I am feeling a little uncomfortable,” says the middle-aged man lying in the dirt behind the main hospital in Beitbridge, Zimbabwe.
His name is Henry. He is so de-hydrated his cheeks look collapsed and his eyes protrude from his closely cropped skull. Médicins Sans Frontières (MSF) nurse Clara Chamizo is struck by the absurdity of the notion that Henry is feeling only a little uncomfortable lying on the ground, amidst the dozens of cholera patients who have overwhelmed this border town of 40 000 like a wildfire.
“Normally, cholera starts with a few cases, and then we have the peak after a few weeks,” says MSF Emergency Coordinator Luis Maria Tello.

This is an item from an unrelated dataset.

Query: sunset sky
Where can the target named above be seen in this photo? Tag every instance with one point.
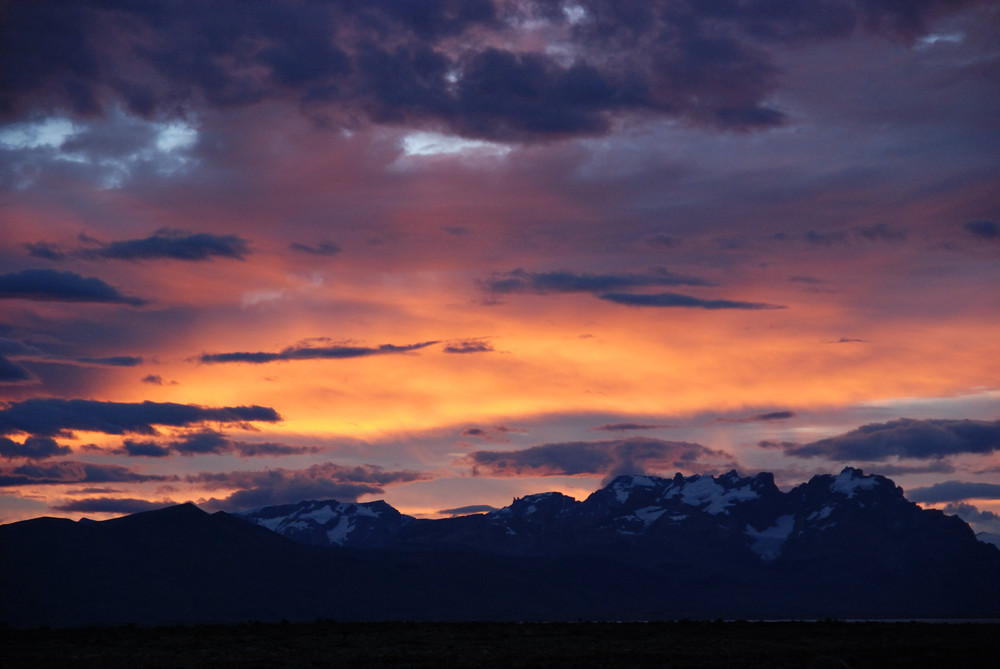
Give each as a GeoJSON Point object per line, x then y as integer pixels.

That is not the case in Beitbridge, a town of about 20 000 people, 527 km south of Harare on the border of South Africa. On Nov. 14, 2008, Zimbabwe health authorities reported 5 cases. Two days later, there were 500. Now, 2 weeks later, there are 1500, and there is no sign the exponential growth will end. Tello surmises that they all “got the cholera from the same source at the same time.”
Initially, patients were placed inside the hospital, with most lying on the floor. With only 1 or 2 cleaning staff, the hospital toilets quickly backed up. There was also a shortage of cleaning supplies and water, and the level of hygiene quickly deteriorated.
By Sunday, the hospital started moving patients out onto the dirt compound, so that their body excretions could be absorbed into the ground.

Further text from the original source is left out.